3. Suppressing Scientific Notation
Often when working with scientific data you will come across very large numbers. Once these numbers are in the millions pandas will reformat them to scientific notation, which can be helpful, but not always.
To generate a dataframe with very large values, you can use the following code.
arr_data = np.random.default_rng().uniform(0, 10000000, size=(10,3))
df = pd.DataFrame(arr_data)
df
Sometimes you will want to display these numbers in their full form without the scientific notation. This can be done by changing the float_format
display option and passing in a small lambda function. This will reformat the display to have values without the scientific notation and up to 3 decimal places.
pd.set_option('display.float_format', lambda x: f'{x:.3f}')
If you want to make it nicer on the eye, you can add a comma separator between the thousands.
The code below may look the same as above, but if you look closely following the f'{x:
part of this code there is a comma.
pd.set_option('display.float_format', lambda x: f'{x:,.3f}')
4. Changing the Floating Point Precision within the Dataframe
There are occasions where the data you are working with may have too many values after the decimal point.

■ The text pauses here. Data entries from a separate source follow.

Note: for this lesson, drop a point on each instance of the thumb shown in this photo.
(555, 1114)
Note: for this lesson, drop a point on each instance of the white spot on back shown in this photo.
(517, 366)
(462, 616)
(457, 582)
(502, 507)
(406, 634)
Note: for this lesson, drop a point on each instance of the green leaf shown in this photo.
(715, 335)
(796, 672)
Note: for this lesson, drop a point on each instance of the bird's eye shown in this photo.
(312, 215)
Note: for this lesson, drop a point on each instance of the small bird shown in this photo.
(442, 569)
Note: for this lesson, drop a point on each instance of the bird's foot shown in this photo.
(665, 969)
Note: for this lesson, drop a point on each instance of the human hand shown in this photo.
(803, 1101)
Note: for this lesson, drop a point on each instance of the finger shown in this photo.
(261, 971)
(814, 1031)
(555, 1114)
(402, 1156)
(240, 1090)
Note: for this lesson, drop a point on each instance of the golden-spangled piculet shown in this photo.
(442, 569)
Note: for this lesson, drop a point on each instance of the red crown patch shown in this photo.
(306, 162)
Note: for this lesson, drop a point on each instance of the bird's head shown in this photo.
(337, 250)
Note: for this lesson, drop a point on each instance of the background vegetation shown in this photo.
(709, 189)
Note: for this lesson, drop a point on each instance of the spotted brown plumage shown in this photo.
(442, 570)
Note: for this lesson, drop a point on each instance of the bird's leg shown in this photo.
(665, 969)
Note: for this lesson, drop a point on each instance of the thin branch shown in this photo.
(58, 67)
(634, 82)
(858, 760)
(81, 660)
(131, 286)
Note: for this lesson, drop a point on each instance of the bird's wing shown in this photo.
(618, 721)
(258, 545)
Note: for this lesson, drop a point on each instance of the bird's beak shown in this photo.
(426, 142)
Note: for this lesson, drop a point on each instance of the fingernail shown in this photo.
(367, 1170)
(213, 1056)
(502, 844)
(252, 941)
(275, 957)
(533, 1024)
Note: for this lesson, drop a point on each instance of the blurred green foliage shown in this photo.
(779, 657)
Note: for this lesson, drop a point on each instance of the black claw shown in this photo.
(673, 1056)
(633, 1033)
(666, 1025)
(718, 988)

This can sometimes make it messy to look at. By default, pandas will display 6 values after the decimal point.
To make it easier to read you can reduce the number of values displayed by calling upon display.precision
option and pass in the number of values you want to display.

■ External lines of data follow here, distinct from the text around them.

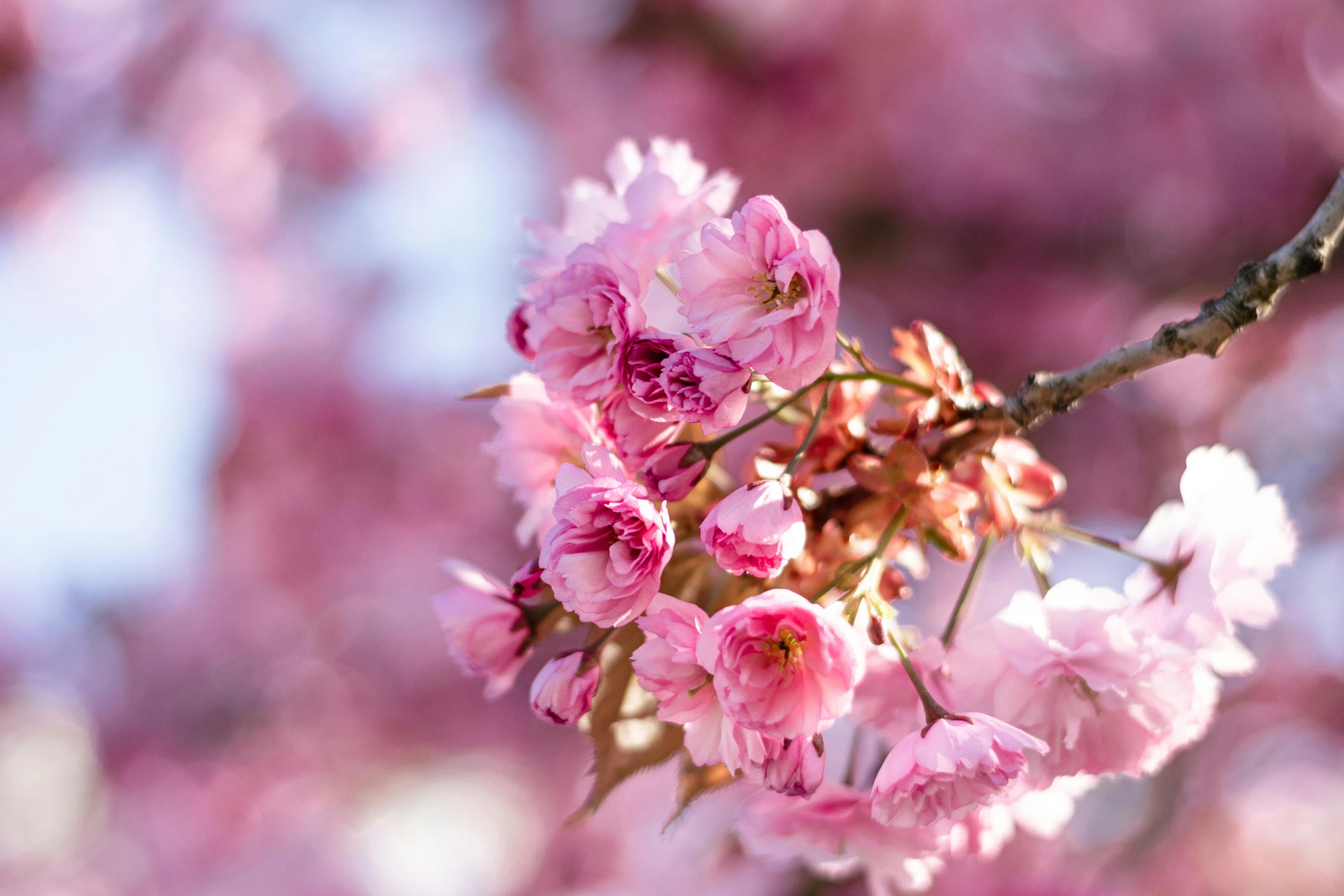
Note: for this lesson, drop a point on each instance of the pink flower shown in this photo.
(764, 293)
(635, 437)
(1070, 670)
(795, 767)
(640, 366)
(580, 317)
(608, 550)
(886, 699)
(755, 529)
(836, 836)
(949, 768)
(667, 667)
(515, 329)
(654, 201)
(781, 666)
(1229, 536)
(487, 632)
(675, 471)
(702, 386)
(538, 433)
(527, 582)
(563, 688)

pd.set_option('display.precision', 2)
When you view the original dataframe you will now see that the floating point precision of our numeric columns has been reduced to 2.
Bear in mind that this setting only changes how the data is displayed. It does not change the underlying data values.
5. Controlling the Float Format
There may be occasions when the numbers you are dealing with represent percentages or monetary values. If this is the case it can be handy to have them formatted with the correct unit.
To append a percentage sign to your columns you can call upon the display.float_format
option and pass in the format of what you want to display using an f-string:
pd.set_option('display.float_format', f'{:,.3f}%')
To start the floating point numbers with a dollar sign you can change the code like so:
pd.set_option('display.float_format', f'${:,.2f}')
6. Changing the Default Pandas Plotting Library
When carrying out Exploratory Data Analysis you often have to generate quick plots of your data. You could build up a plot using matplotlib, however, you can do it with a few lines of code using pandas using the .plot()
method.
Pandas providea us with a range of plotting libraries to use:
To change the default plotting library for your current instance you need to change the plotting.backend
option for pandas.
pd.options.plotting.backend = "hvplot"
Once you have done that, you can then begin creating your plots with the .plot
method
df.plot(kind='scatter', x='1', y='2')
7. Resetting Pandas Display Options
In the event that you want to set the parameters for a specific option back to the default value, you can call upon the reset_option
method and pass in the option you want to reset.
pd.reset_option('display.max_rows')
Alternatively, if you have changed multiple options you can change them all back to their default values by providing the word all
as a parameter.
pd.reset_option('all')
Changing Multiple Options at Once
Instead of changing the previous settings one by one, you can leverage the power of a dictionary and then loop through each of the options and set them.
Doing this can help save time and reduce the amount of code written and improve readability.
import pandas as pd
settings = {
'max_columns': 30,
'min_rows':40,
'max_rows': 30,
'precision': 3
}for option, value in settings.items():
pd.set_option("display.{}".format(option), value)
Summary
Pandas is a powerful library and can be used straight out of the box, however, the default options may not be suitable for your needs. This article has covered some of the popular options you may want to change to improve how you view your dataframes.